The American Legion War Memorial at Clarendon
The American Legion War Memorial was erected on November 11, 1931
The American Legion War Memorial was erected on November 11, 1931 by the American Legion and designed by Adolph Thelander. While it was made for those lives lost during the Great War (WWI), it has since had plaques added to honor other Arlington citizens who lost their lives in the service of the United States of America. The monument sits on raised ground above the surrounding area and is a stone monument topped with an orb with an eagle on top. The pink granite stones used to build this monument were taken from Arlington Cemetery.
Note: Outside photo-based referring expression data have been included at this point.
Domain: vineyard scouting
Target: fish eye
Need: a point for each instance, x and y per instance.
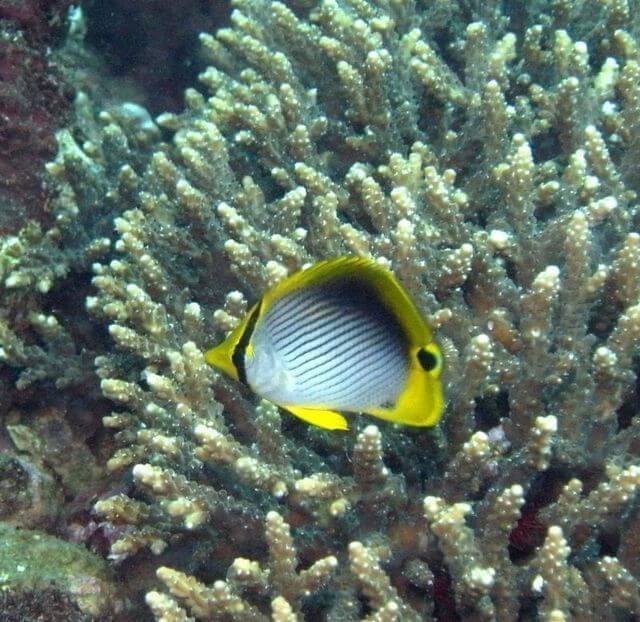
(428, 359)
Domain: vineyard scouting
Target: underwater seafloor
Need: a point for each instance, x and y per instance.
(154, 182)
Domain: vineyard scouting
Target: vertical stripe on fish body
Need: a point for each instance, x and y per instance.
(342, 335)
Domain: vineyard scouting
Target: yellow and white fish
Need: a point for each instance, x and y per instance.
(342, 335)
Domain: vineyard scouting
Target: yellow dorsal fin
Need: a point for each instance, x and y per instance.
(327, 419)
(381, 281)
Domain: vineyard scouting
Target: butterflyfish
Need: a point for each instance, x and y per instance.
(341, 335)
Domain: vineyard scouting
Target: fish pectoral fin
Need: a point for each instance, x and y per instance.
(327, 419)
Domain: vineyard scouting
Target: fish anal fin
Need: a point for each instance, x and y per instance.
(327, 419)
(420, 404)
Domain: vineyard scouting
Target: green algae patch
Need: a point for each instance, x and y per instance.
(32, 560)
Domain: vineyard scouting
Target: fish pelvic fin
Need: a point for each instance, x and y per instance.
(322, 418)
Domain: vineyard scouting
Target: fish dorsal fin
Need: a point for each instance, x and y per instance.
(327, 419)
(378, 278)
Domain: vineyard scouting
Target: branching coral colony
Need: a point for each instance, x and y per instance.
(490, 158)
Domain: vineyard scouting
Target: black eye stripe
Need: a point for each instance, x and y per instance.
(237, 358)
(428, 360)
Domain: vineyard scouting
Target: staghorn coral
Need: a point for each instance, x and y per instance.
(487, 155)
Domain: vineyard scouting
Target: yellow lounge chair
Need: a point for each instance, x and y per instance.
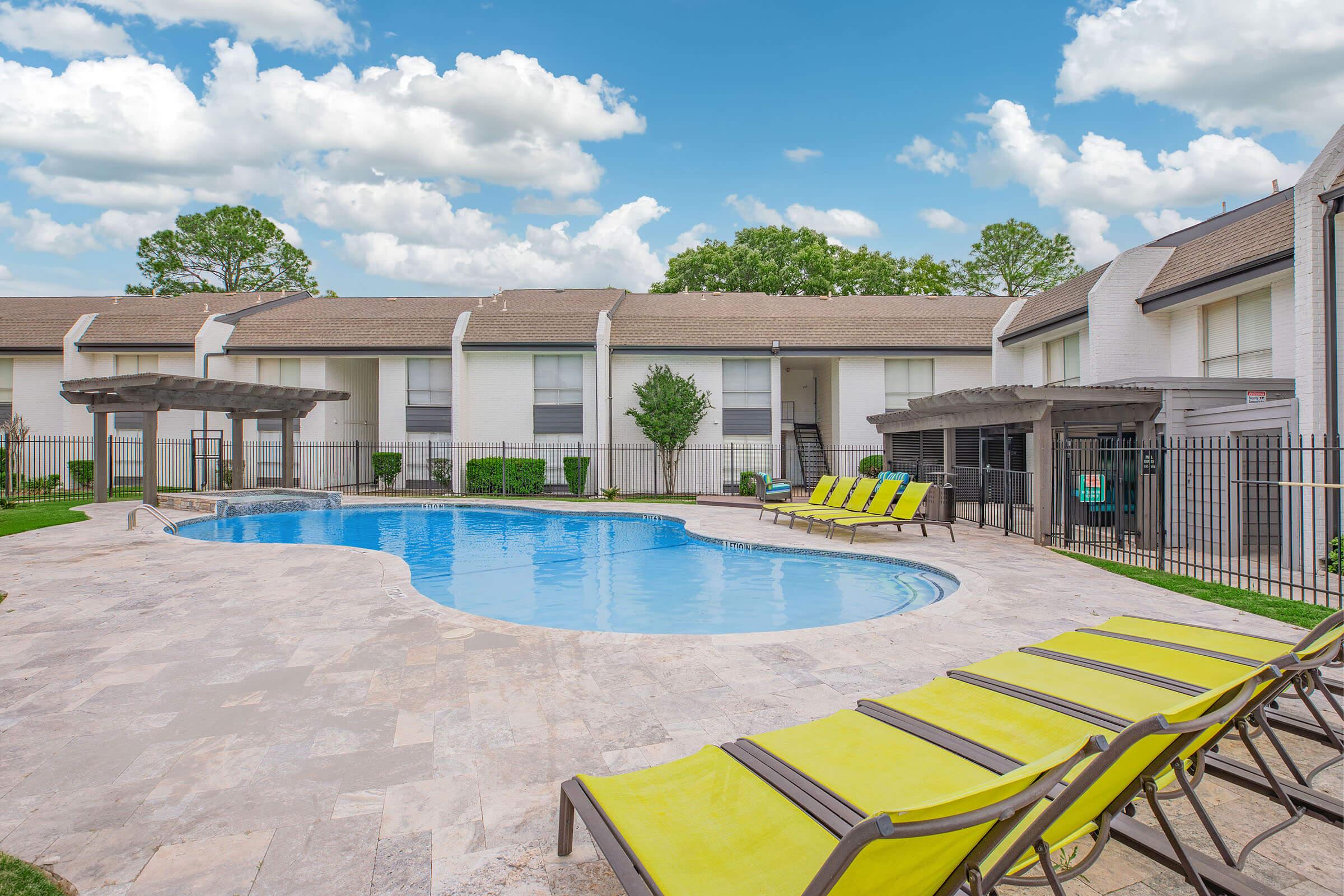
(710, 825)
(837, 499)
(816, 499)
(858, 500)
(859, 758)
(905, 512)
(1074, 673)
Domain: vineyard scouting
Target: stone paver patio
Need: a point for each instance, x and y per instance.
(197, 718)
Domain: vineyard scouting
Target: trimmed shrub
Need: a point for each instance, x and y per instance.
(81, 472)
(441, 470)
(42, 484)
(576, 473)
(487, 476)
(388, 466)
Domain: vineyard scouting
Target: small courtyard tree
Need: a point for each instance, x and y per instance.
(670, 412)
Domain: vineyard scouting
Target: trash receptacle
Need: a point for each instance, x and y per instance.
(939, 504)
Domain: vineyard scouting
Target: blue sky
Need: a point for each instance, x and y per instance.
(644, 127)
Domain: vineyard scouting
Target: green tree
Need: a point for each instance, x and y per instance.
(670, 412)
(1015, 258)
(800, 262)
(226, 249)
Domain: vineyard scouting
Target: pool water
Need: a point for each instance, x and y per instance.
(601, 573)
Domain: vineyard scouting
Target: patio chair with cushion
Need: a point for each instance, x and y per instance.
(771, 489)
(843, 486)
(864, 491)
(1074, 675)
(718, 824)
(816, 499)
(904, 512)
(872, 755)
The Washington Post covered the event: “While 2,000 persons stood with bared heads as the bugle notes of taps sounded. Katherine Bruce, the 13-year-old daughter of Robert J. Bruce, unveiled Arlington County's memorial to the World War Dead upon the tablet on which her father's name appears.
“Opening the county's most impressive Armistice Day celebration, the Fort Myer Band played "America, the Beautiful." The Rev. Perry L. Mitchell, pastor of Clarendon Baptist Church, delivered the invocation.
"’I have no word to express the veneration and affection we all must feel for those who, by their courage and sacrifice, brought a glorious conclusion to the greatest and costliest of all the mighty conflicts.’ Representative Hoard W. Smith, the dedicatory speaker, said.
“The monument must not only commemorate the dead but must serve to admonish the living, that in peace as well as war the Nation must cherish the fundamentals of democratic government, he said.
“The exercises at the monument were concluded with the playing of "The Star Spangled Banner" by the Band of the Washington and Lee High School.
“In a recess in the granite structure is the tablet upon which the names of those who gave their lives appear. They are
John Lyon
John G. Smallwood
Robert J. Bruce
Harry A. Stone
Irving T.C. Newman
Harry E. Vermillion
Edward J. Smith
Archie W. Williams
Frederick W. Schutt
Frank Dunkin
Oscar L. Housel
Arthur Morgan
Ralph Lowe
“After the dedication, there was a parade, headed by the Fort Myer Band, in which Victory Post, of Washington, Alexandria Post, Washington and Lee Cadets and girls auxiliary, cadet band, and Arlington County Post, American Legion, marched. The memorial was erected by the legionnaires and citizens of the county from granite quarried in Arlington Cemetery.”
Today, we know this memorial is incomplete. Three more men from Arlington were not included, probably because of how the information was collected, by an ad in a newspaper asking people to supply the names of their relatives who had died in the war. Those with no relatives or none in the area could not have responded.
This memorial is located in Clarendon now with the historical context of the monument and the racist separation of the names of two African-American men who were listed on the commemorative memorial: Arthur Morgan and Ralph Lowe.